UnixReview.com
November 2006
Book Review: Unicode Explained
Reviewed by Cameron Laird
Unicode Explained
Jukka K. Korpela
O'Reilly, 2006
0-596-10121-X
678
pages, $59.99

Why is Unicode so hard?
For good reasons: its complications have complications, and it's hard to isolate any part small enough to understand that isn't deeply coupled to much else. Three broad themes that illustrate this difficulty are:
- Like rocket science or networking, Unicode has lots of pieces. Those of us who "learn by doing" typically have to pull together a Unicode-savvy application, a useful font, some sort of "input method", knowledge of a human language other than our native one, and perhaps a reconfiguration of the operating system and/or the keyboard, before we can see a working example of Unicode doing something useful. Imagine how different Little League baseball would be if all the players had to be competent in all skills before their first practice.
- While there is a single "Unicode standard", it depends on dozens of other specifications, standards, and definitions, all linked in complicated ways. The standards rarely make good tutorials, and occasionally are impenetrable even as references, so entry in this domain involves navigation through a maze of primary texts and commentaries on them, with occasional inconsistencies across dimensions of time, treatment, and author, despite the best efforts of very smart and hard-working people. In some cases, simply understanding how to read a particular document — Is it advisory? Does it still apply? Is it intended to be specialized? — is a challenge.
- Unicode exhibits politics in the vernacular sense — the kinds of disputes that motivate people who command armies. While 1s and 0s usually excite only computing insiders, Unicode codifies decisions that inspire passions among "civilians": the correct way to write the Tibetan language, whether English in India is the same language as English in Australia, and which reformations of Chinese characters are implicitly valid are the kinds of questions that simply cannot be answered on a purely technical basis.
There's good news, though: Jukka Korpela's Unicode Explained makes Unicode comprehensible. I've been working occasionally with Unicode for almost a decade, but I find I understand parts of it much better now that I've read his book.
Unicode Explained isn't unique in its values; several introductions to Unicode have been assembled by passionate, deeply informed authors who handle the topic's difficulties fairly and with insight. Among these, Unicode Explained deserves attention as the most recent and the one that exhibits the most scholarly refinements. Over and over, Korpela "goes the extra mile" for readers by his introduction of specific details and concepts crucial to understanding. Rather than a glib syllogism about how typographic unification can go to excess, he presents specific examples from Scandinavian languages, possessive punctuation, and speech synthesis (is it obvious that "Charles I ..." is about the first in a sequence of kings, and that "I" is neither a pronoun nor an initial?) to make his point.
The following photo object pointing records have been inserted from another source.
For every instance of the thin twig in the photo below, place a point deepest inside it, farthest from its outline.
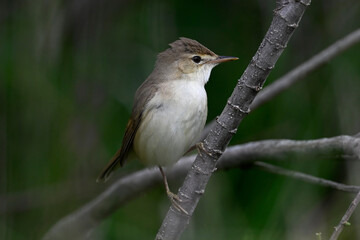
(345, 219)
(286, 19)
(307, 178)
(79, 223)
(305, 68)
(299, 73)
He's careful and explicit to keep HTML, CSS, and XML separate in all their manifestations. The entire book is dense with this sort of illuminating substance.
An introduction to Unicode is different from one on SQLite, say, or even a topic as broad as cryptography, because the subject of Unicode is so unavoidably incoherent. Unicode deals with human languages and their typographic representations and must expand to all the messiness we humans achieve. A good author on Unicode can't be just a formal prodigy in a bounded subject like chess, for instance. Instead, he must be experienced in all sorts of esoterica. Korpela appears to have devoted himself to the subject, with Unicode Explained the helping hand he generously offers those of us who merely use Unicode.
Conclusion
My recommendation, then, if you work at all outside the ASCII table or standard Latin alphabet, is to keep a copy of Unicode Explained at your desk. It's a wonderful reference for such common questions as:
- When should I use UTF-8, UCS-4, ISO-8859-1, UTF-16, and so on? You can read his answers for yourself, in the free online sample (Chapter 3).
- How do I encode mathematical subscripts?
- What keystrokes tell
Emacs
I want a '\xe5' in my text? - Who uses IPA?
- Where are free fonts available?
- Why does acceptance of Unicode in Web applications constitute such a security hazard?
There are a very few places where Unicode Explained is confusing or misleading. Korpela, for instance, doesn't distinguish mathematicians from physicists, which leads to error in explaining the symbols the former use.
These missteps are minor, though. If you read, write, or program with human languages other than English (or perhaps Hawaiian or a very few others), you'll do well to keep Unicode Explained at hand.
Cameron is vice president of the Phaseit, Inc., consultancy, specializing in high-reliability and high-performance applications managed by high-level languages. He has reviewed more than 50 books for UnixReview.com, and has had a life-long interest and involvement with several human languages apart from English.